Manila Bulletin

World’s biggest shipping company voices alarm at Trump trade war

- By CHRISTIAN WIENBERG (Bloomberg)

A.P. Moller-Maersk A/S, the owner of the world’s biggest container shipping line, is paying particular attention to noises coming from the US that suggest the new administra­tion is moving closer to a trade war with China.

US President Donald Trump’s rejection of trade agreements with the rest of North America and Europe have done little to unsettle Maersk’s management. “But when the talks come to a potential trade war with China, we sit up and listen,” Soren Skou, the chief executive officer of the Copenhagen­based company, said in an interview on Wednesday. “That would have a very negative effect on our business.”

Maersk, which is trying to split off its energy operations in order to focus entirely on a transport division led by its container shipping line, saw its shares sink on Wednesday after reporting a full-year loss when analysts had predicted a profit. Though much of the result was due to one-time impairment­s, the projection for 2017 also disappoint­ed some investors.
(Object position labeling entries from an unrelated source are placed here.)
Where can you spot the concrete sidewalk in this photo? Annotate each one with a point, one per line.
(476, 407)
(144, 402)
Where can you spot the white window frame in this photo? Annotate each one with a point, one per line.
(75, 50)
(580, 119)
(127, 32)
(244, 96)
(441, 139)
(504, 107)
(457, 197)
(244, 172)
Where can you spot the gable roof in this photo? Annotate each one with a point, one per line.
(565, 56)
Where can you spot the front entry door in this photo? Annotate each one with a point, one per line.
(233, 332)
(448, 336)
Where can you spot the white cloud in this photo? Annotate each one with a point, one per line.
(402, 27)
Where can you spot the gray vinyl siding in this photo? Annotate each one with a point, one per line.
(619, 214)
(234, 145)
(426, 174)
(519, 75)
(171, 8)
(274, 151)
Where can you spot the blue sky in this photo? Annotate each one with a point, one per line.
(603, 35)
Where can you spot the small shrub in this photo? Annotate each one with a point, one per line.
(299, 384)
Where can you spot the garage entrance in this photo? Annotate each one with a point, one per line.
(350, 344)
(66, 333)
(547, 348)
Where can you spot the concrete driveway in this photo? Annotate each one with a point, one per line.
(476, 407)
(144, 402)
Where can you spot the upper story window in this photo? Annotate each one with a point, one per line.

The company expects the global ship- ping market to grow about 2-4 percent this year, helping it increase its profit from freighting goods by at least $1 billion. But a full-fledged trade war between the US and China could ultimately make a mockery of such forecasts. Trump’s rhetoric so far suggests he’s ready for battle, with accusation­s of currency manipulati­on being hurled at China.

Goldman Sachs analysts estimate that if Trump were to impose tariffs against China of up to 10 percent, the country’s exports to the US would fall by as much as 25 percent. That could erode China’s economic growth by as much as one percentage point.

The problem with such strategies is that they often provoke retaliatio­n. The Goldman analysts predict a Chinese response could shave as much as a quarter of a percentage point off US gross domestic product. In other words, the world’s two largest economies would suffer significan­t trade-related losses that would undoubtedl­y have a knock-on effect across the globe.

Maersk, whose most important route is container traffic coming from Asia and bound for Europe, has taken advantage of a consolidat­ion wave in the industry to spread its geographic reach. But even that strategy might prove futile if the whole world sinks into a trade war.